Manufacturing guy-at-large.


Added on by Spencer Wright.

From Thinking, Fast and Slow. Emphasis mine.

A very generous estimate of the correlation between the success of the firm and the quality of its CEO might be as high as .30, indicating 30% overlap. To appreciate the significance of this number, consider the following question:

Suppose you consider many pairs of firms. The two firms in each pair are generally similar, but the CEO of one of them is better than the other. How often will you find that the firm with the stronger CEO is the more successful of the two?

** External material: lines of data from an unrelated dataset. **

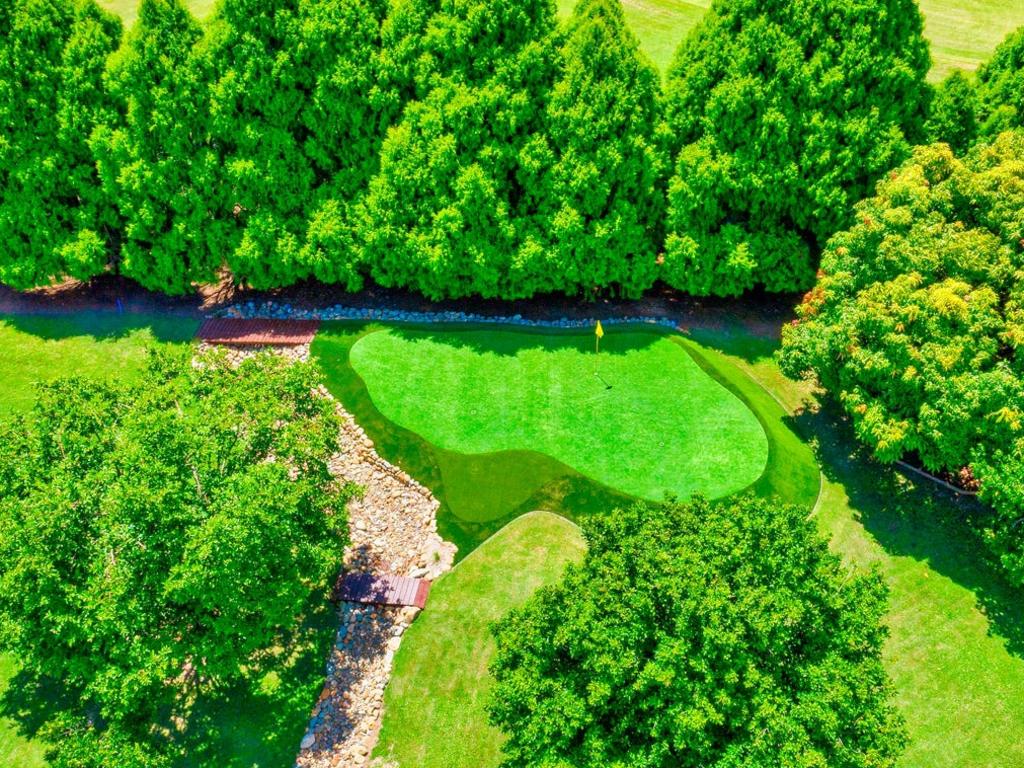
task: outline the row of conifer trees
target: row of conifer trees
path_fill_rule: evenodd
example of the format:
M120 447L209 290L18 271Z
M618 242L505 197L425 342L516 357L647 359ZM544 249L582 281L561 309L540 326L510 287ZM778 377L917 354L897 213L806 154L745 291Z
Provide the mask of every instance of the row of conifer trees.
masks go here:
M930 114L914 0L716 0L664 84L618 0L141 0L127 31L94 0L0 6L18 289L803 289L959 117Z

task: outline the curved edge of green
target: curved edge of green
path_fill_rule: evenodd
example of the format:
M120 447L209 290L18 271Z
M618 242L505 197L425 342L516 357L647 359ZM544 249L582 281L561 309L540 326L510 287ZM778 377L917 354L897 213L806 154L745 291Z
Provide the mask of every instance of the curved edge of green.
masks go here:
M768 437L768 462L761 476L734 498L744 493L776 496L782 501L811 510L821 492L821 470L811 450L790 426L791 414L748 373L733 365L716 349L681 334L676 341L693 356L697 365L736 395L761 422Z
M403 767L497 765L501 733L487 724L485 709L495 650L490 625L556 583L585 550L574 523L534 511L438 579L395 655L374 756Z
M350 365L348 351L363 335L394 326L434 332L498 328L534 335L575 335L579 330L482 323L353 320L329 321L321 325L311 352L324 372L328 389L355 416L385 459L401 466L430 488L441 501L438 532L458 546L460 557L530 510L546 509L579 520L633 500L547 456L529 451L480 456L457 454L439 449L420 435L388 420L376 408L365 383ZM814 454L793 431L789 414L765 389L737 368L725 354L678 331L646 323L625 327L673 339L698 366L754 413L768 439L769 458L762 475L738 494L774 495L808 509L814 506L820 485ZM525 479L513 477L514 473L501 472L498 474L500 482L494 482L493 469L507 461L527 466L529 472L525 473ZM485 476L491 482L488 483L488 494L481 494L478 481ZM497 513L495 499L499 501ZM452 511L454 505L458 505L458 513Z

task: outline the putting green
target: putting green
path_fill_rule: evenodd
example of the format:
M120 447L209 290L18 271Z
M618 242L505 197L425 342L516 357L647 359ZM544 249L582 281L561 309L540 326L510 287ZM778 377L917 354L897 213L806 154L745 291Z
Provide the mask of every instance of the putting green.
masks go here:
M447 451L534 451L617 491L715 498L768 461L757 417L671 336L380 329L350 362L390 421Z

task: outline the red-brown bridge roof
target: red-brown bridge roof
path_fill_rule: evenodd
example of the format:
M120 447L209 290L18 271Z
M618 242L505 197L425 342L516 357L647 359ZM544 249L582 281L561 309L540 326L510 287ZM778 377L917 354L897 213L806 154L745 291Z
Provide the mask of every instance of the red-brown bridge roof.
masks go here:
M319 320L242 320L217 317L206 320L196 338L208 344L293 347L313 341Z
M430 593L430 582L388 573L347 573L341 580L338 597L354 603L373 605L414 605L423 608Z

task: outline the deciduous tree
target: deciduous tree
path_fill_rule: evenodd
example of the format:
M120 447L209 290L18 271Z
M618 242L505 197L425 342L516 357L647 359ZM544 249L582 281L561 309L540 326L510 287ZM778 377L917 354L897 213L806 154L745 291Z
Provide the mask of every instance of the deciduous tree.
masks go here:
M1024 430L1022 161L1019 132L963 160L944 145L915 150L830 241L783 330L783 369L816 376L883 461L973 463L983 489L1002 484L1008 459L994 451ZM1001 487L986 495L1016 520L1001 509L1012 481ZM997 552L1020 552L1020 526L982 526L1013 537L990 536Z
M259 673L341 562L315 369L190 356L46 385L2 427L0 644L64 691L60 764L173 756L194 697Z
M495 627L505 768L883 768L905 741L885 587L806 510L637 505Z

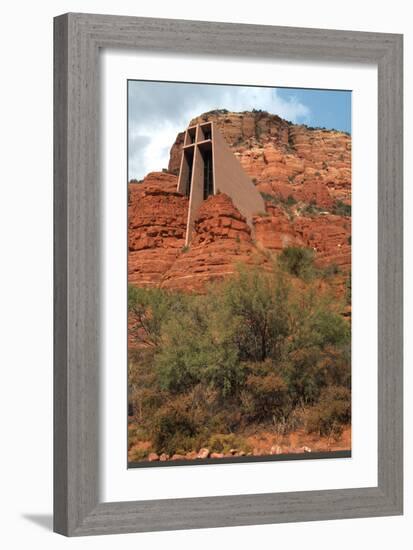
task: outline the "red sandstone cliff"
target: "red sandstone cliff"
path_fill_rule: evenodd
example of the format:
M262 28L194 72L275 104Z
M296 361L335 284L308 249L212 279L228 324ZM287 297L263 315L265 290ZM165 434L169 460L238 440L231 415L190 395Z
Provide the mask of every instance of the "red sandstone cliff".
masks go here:
M254 111L212 111L190 125L213 121L244 170L263 193L314 201L331 207L351 203L351 137L334 130L311 129ZM183 134L171 148L169 170L178 173Z
M202 291L206 283L234 273L237 263L265 261L231 199L224 194L210 196L195 220L191 246L166 272L161 286Z
M159 286L185 244L188 199L176 192L177 177L152 172L129 184L128 281Z
M171 148L169 173L153 172L129 184L129 282L139 286L202 291L233 273L237 262L265 263L270 251L311 247L320 266L351 265L351 138L310 129L263 112L214 111L213 120L266 199L253 235L226 195L209 197L184 247L188 199L176 192L183 134Z

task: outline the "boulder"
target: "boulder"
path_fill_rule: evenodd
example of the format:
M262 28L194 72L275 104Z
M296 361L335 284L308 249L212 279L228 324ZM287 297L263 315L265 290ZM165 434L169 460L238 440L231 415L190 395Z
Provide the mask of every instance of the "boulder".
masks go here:
M198 458L208 458L209 457L209 449L206 447L203 447L199 450Z
M159 455L156 453L149 453L148 454L148 461L149 462L157 462L159 460Z
M272 455L281 455L282 452L283 450L279 445L273 445L270 449L270 454Z

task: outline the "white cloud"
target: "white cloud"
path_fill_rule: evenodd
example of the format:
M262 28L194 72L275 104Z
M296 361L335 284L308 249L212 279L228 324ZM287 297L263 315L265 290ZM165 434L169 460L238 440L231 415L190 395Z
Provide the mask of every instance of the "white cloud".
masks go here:
M271 88L238 88L234 94L228 91L223 101L226 104L222 107L223 109L231 111L263 109L291 122L303 121L310 115L309 108L297 101L293 95L289 100L285 100L278 95L276 89Z
M141 179L148 172L167 168L169 151L179 131L169 121L156 127L141 126L139 132L142 134L134 134L130 130L129 177Z
M309 108L292 91L288 100L274 88L129 82L129 177L167 167L169 150L189 121L212 109L262 109L291 122L307 122Z

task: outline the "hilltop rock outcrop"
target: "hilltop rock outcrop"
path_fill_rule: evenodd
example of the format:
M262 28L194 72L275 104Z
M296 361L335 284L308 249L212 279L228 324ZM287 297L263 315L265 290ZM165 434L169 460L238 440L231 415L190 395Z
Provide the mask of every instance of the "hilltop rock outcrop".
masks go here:
M128 277L131 284L202 292L234 272L238 262L265 264L268 251L305 246L320 267L351 267L351 137L294 125L253 111L212 111L191 121L214 121L266 199L252 228L225 194L209 197L185 247L188 198L177 193L184 133L170 152L168 172L129 184Z
M291 124L265 111L211 111L190 125L213 121L258 189L329 208L351 202L351 137ZM183 133L171 148L169 170L179 172Z

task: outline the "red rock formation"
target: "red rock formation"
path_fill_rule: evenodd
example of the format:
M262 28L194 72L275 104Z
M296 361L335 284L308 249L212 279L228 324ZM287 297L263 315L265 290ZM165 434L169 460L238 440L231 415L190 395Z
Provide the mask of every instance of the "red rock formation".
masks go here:
M237 263L263 263L244 216L225 194L210 196L195 220L191 246L183 251L161 286L202 291L205 284L234 273Z
M351 269L351 218L333 215L298 217L294 220L294 228L305 246L316 252L317 265L336 265L345 271Z
M179 132L169 153L168 171L176 176L179 175L181 167L182 147L184 144L185 132Z
M264 264L266 250L286 246L311 247L320 267L349 270L351 218L331 212L337 200L351 204L351 137L265 112L214 111L191 124L202 120L217 124L258 189L269 195L266 213L254 218L252 235L228 196L209 197L185 248L188 199L176 192L183 144L178 134L169 173L153 172L129 185L129 282L202 291L233 273L237 262ZM309 204L318 207L312 216Z
M335 264L342 270L351 268L351 218L331 214L295 216L268 206L268 216L254 218L257 246L281 251L286 246L304 246L316 253L320 267Z
M191 121L214 121L259 190L330 208L351 202L351 137L334 130L291 124L266 112L212 111ZM183 134L171 149L178 173Z
M129 283L158 286L185 244L188 199L176 185L176 176L162 172L129 184Z
M280 207L267 205L267 216L254 218L257 246L281 251L286 246L305 246L301 235L295 231L288 214Z

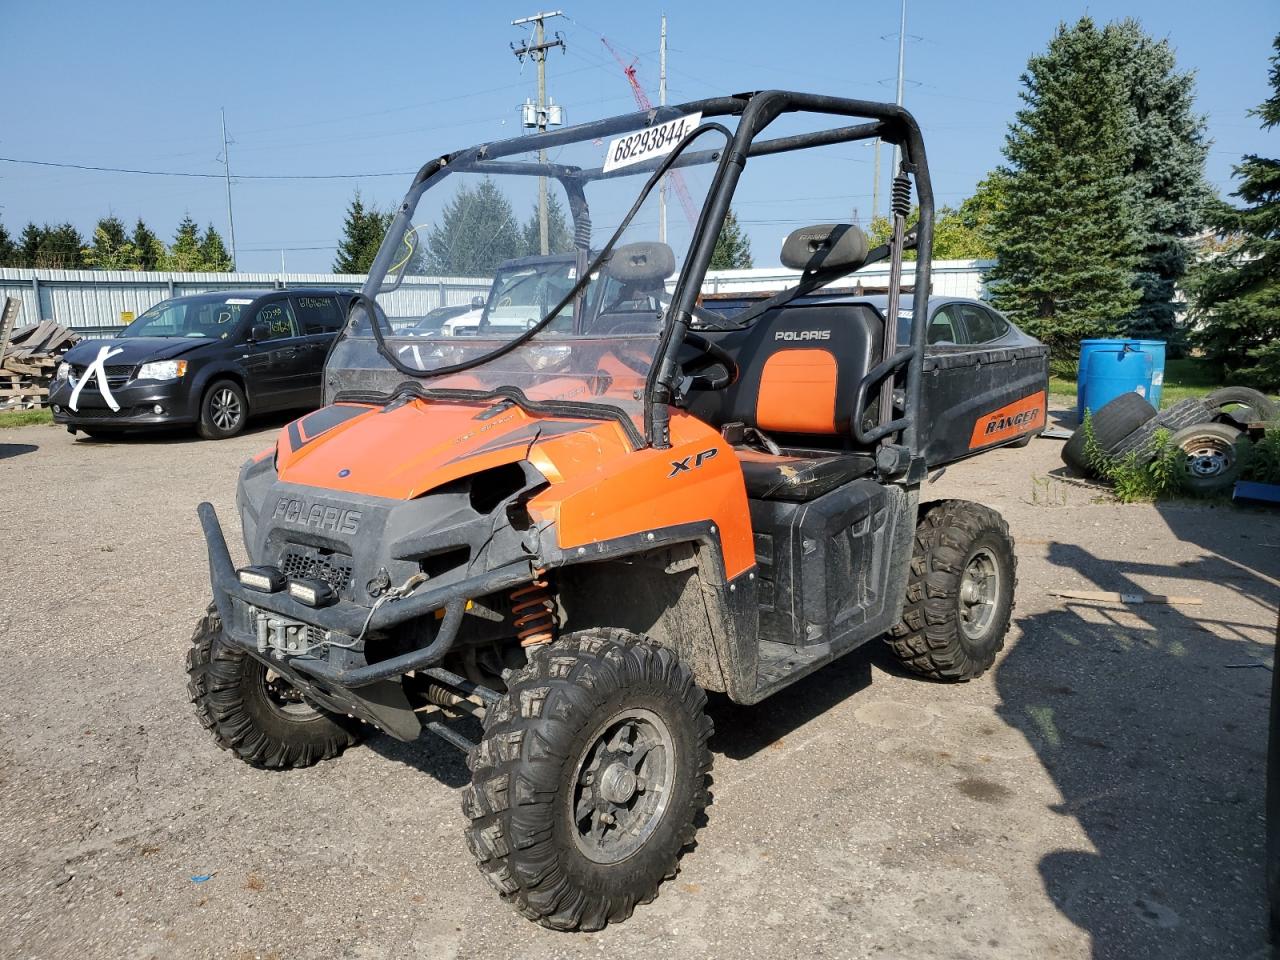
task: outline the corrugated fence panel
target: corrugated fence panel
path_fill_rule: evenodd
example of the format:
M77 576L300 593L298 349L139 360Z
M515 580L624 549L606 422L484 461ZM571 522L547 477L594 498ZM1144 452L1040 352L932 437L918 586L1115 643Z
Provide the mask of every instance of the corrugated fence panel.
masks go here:
M170 297L219 291L364 285L362 274L148 273L116 270L24 270L0 267L0 298L22 301L18 324L55 320L84 329L118 326L121 314L141 314ZM422 316L438 306L466 304L489 291L477 277L407 277L381 298L393 317Z
M981 297L983 274L989 260L938 260L933 265L935 295ZM915 263L903 264L903 280L911 283ZM888 283L889 268L876 264L855 278L867 286ZM776 291L792 286L794 270L760 268L721 270L707 274L706 293ZM24 270L0 267L0 298L22 301L19 325L55 320L65 327L110 327L122 323L125 312L134 316L170 297L221 290L275 289L280 287L350 287L364 285L362 274L331 273L141 273L118 270ZM478 277L406 277L399 289L380 301L392 317L420 317L439 306L461 306L485 296L489 281ZM38 298L38 299L37 299Z

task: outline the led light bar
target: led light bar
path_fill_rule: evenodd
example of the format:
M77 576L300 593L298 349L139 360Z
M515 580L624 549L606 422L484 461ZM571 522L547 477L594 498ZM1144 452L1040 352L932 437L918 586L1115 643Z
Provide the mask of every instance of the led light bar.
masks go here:
M278 567L241 567L236 571L240 586L261 593L278 593L287 582Z
M338 599L333 587L323 580L290 580L289 596L308 607L327 607Z

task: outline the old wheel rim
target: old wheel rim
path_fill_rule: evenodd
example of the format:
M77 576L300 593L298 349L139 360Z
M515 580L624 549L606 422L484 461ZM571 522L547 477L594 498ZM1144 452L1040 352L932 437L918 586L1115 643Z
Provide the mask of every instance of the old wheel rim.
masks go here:
M574 841L588 860L620 863L662 822L675 782L675 745L652 710L614 714L587 740L567 796Z
M980 547L960 576L960 630L970 640L981 640L991 629L1000 586L1000 564L990 550Z
M1187 455L1183 469L1192 480L1210 480L1229 472L1236 463L1236 448L1222 437L1192 437L1182 444Z
M209 403L209 417L219 430L230 430L240 422L244 408L230 387L223 387Z
M270 667L262 673L262 691L267 706L288 720L310 720L317 716L315 707L307 703L298 688Z

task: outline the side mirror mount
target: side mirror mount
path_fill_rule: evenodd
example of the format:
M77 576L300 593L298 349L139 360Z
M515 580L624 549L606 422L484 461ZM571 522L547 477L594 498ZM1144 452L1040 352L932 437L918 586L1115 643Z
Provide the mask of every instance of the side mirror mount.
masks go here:
M260 343L271 339L271 328L265 323L255 323L249 328L249 342Z
M479 310L479 309L480 309L481 307L483 307L483 306L484 306L484 297L472 297L472 298L471 298L471 309L473 309L473 310Z

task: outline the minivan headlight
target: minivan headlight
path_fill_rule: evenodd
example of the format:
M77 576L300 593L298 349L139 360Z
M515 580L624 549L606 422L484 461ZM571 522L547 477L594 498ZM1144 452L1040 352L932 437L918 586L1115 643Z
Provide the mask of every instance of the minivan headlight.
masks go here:
M138 368L139 380L178 380L186 376L187 361L155 360Z
M63 360L60 364L58 364L58 372L53 375L53 379L66 380L70 378L70 376L71 376L71 364Z

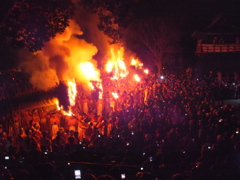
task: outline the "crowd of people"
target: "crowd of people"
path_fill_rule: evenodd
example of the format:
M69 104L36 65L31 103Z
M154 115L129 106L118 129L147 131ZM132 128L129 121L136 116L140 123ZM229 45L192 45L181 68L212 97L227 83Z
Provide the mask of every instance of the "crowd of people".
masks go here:
M188 69L149 75L117 99L105 94L101 114L84 95L72 116L37 109L24 114L23 124L16 114L11 134L0 126L1 176L240 179L239 106L222 101L223 91L236 97L233 83Z

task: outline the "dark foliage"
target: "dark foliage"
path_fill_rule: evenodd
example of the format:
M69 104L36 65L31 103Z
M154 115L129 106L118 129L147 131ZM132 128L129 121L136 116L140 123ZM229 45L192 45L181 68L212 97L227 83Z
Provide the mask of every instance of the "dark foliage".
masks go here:
M1 1L0 35L16 48L40 50L69 25L74 5L71 0Z

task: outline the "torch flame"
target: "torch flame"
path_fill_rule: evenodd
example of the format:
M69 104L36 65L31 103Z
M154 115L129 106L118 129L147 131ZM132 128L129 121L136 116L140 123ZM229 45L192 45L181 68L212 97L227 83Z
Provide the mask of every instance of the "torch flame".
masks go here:
M131 65L135 66L136 64L137 64L137 61L134 58L132 58Z
M141 80L140 77L139 77L137 74L134 75L134 79L135 79L137 82L140 82L140 80Z
M115 99L119 98L118 93L112 92L112 95Z
M138 59L132 58L131 65L135 66L136 69L141 69L143 63L141 63L141 61L139 61Z
M148 74L148 73L149 73L149 70L148 70L148 69L144 69L143 72L144 72L145 74Z
M69 96L70 106L74 106L75 99L77 96L77 86L76 86L75 80L73 80L72 82L71 81L68 82L68 96Z

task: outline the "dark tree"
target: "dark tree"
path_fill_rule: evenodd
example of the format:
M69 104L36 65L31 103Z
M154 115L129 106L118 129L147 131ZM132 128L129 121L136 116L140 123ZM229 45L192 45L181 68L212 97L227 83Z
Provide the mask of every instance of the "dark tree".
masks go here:
M130 44L132 38L128 48L144 54L158 72L175 52L193 46L190 38L196 29L206 28L223 9L231 10L236 0L230 1L231 6L224 0L79 0L84 9L98 15L98 27L112 38L111 43Z
M69 25L71 0L2 0L0 36L13 47L40 50Z
M183 21L177 17L139 19L129 26L129 32L138 44L133 50L155 65L160 75L162 67L170 64L179 53Z
M122 38L122 29L131 22L132 9L138 0L79 0L81 6L99 17L99 30L103 31L115 44Z
M164 55L179 50L182 20L179 9L161 0L80 0L89 12L99 16L98 27L113 39L112 43L130 39L136 53L144 52L145 57L158 67L160 72ZM171 14L171 17L168 15ZM181 22L181 23L180 23ZM124 35L124 37L123 37ZM130 37L130 38L129 38ZM134 49L135 48L135 49Z

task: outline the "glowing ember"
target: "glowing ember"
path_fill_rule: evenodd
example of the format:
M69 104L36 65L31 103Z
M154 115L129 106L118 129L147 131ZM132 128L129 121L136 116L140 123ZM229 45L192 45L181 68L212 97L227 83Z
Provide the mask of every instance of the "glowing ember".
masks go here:
M149 70L148 70L148 69L144 69L143 72L144 72L145 74L148 74L148 73L149 73Z
M135 79L137 82L140 82L140 80L141 80L140 77L139 77L137 74L134 75L134 79Z
M112 95L115 99L119 98L118 93L112 92Z

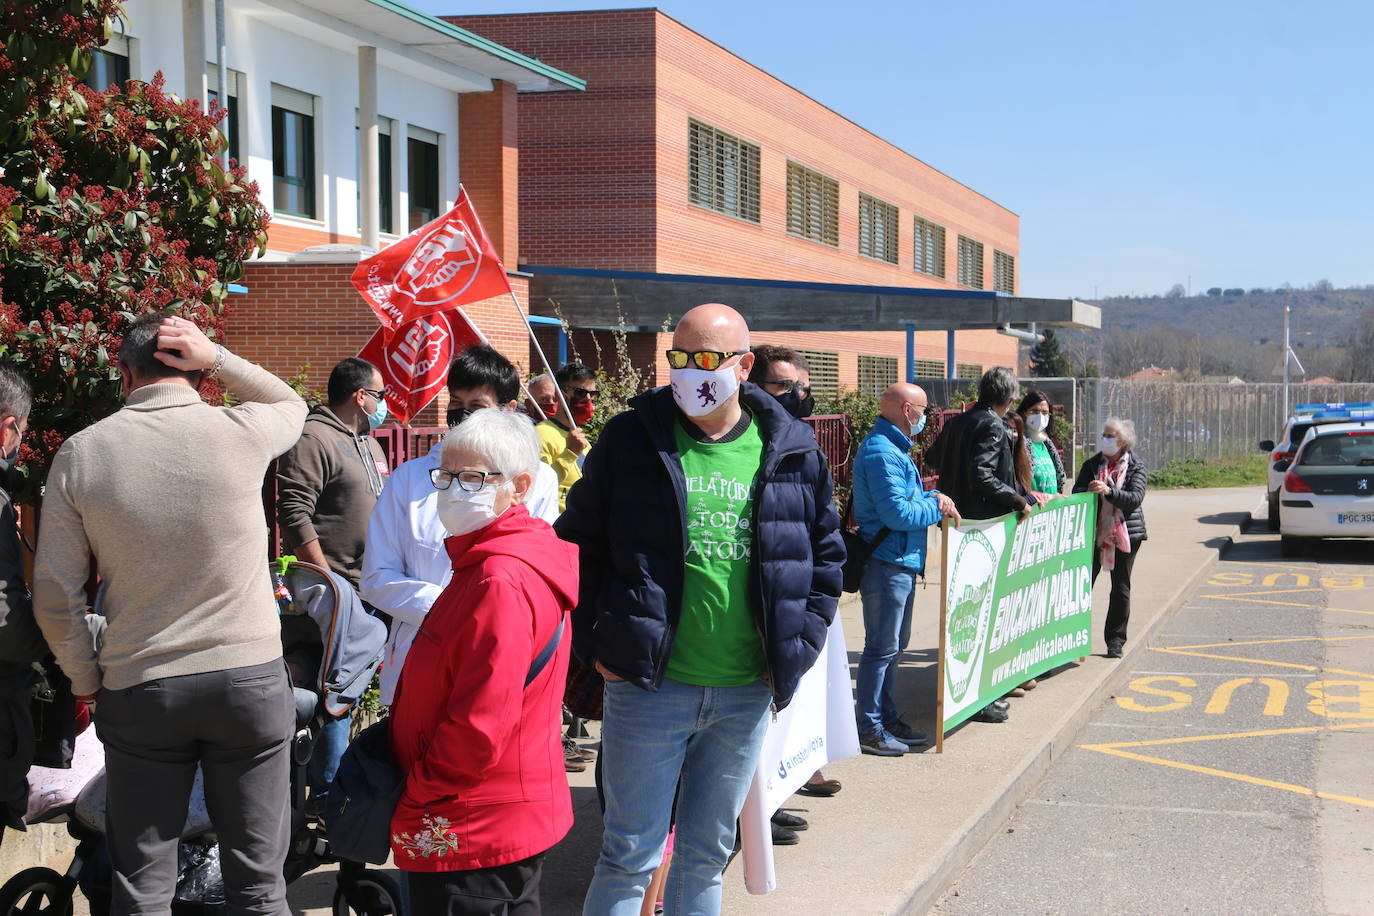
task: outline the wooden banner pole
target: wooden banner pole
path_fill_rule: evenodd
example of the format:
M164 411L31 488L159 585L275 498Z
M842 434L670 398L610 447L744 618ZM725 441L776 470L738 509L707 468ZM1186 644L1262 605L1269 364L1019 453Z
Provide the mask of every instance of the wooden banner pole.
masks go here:
M949 629L949 517L940 520L940 651L935 656L935 753L945 752L945 633Z

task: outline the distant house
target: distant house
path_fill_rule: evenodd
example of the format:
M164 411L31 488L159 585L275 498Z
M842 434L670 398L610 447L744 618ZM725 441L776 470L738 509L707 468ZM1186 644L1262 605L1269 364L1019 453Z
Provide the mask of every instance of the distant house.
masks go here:
M1303 382L1303 384L1304 384L1304 385L1338 385L1338 384L1340 384L1340 382L1338 382L1336 379L1333 379L1333 378L1332 378L1331 376L1329 376L1329 375L1319 375L1319 376L1317 376L1316 378L1307 379L1305 382Z
M1126 376L1128 382L1174 382L1178 380L1176 369L1161 369L1158 366L1146 366L1139 372L1133 372Z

In a well-ordered and predictable world, the correlation would be perfect (1) and the stronger CEO would be found to lead the more successful firm in 100% of the pairs. If the relative success of similar firms was determined entirely by factors that the CEO does not control (call them luck, if you wish), you would find the more successful firm led by the weaker CEO 50% of the time. A correlation of .30 implies that you would find the stronger CEO leading the stronger firm in about 60% of the pairs - an improvement of a mere 10 percentage points over random guessing, hardly grist for the hero worship of CEOs we so often witness. 

If you expected this value to be higher - and most of us do - then you should take that as an indication that you are prone to overestimate the predictability of the world you live in. Make no mistake: improving the odds of success from 1:1 to 3:2 is a very significant advantage, both at the racetrack and in business. From a perspective of most business writers, however, a CEO who has so little control over performance would not be particularly impressive even if her firm did well. It is difficult to imagine people lining up at airport bookstores to buy a book that enthusiastically describes the practices of business leaders who, on average, do somewhat better than chance.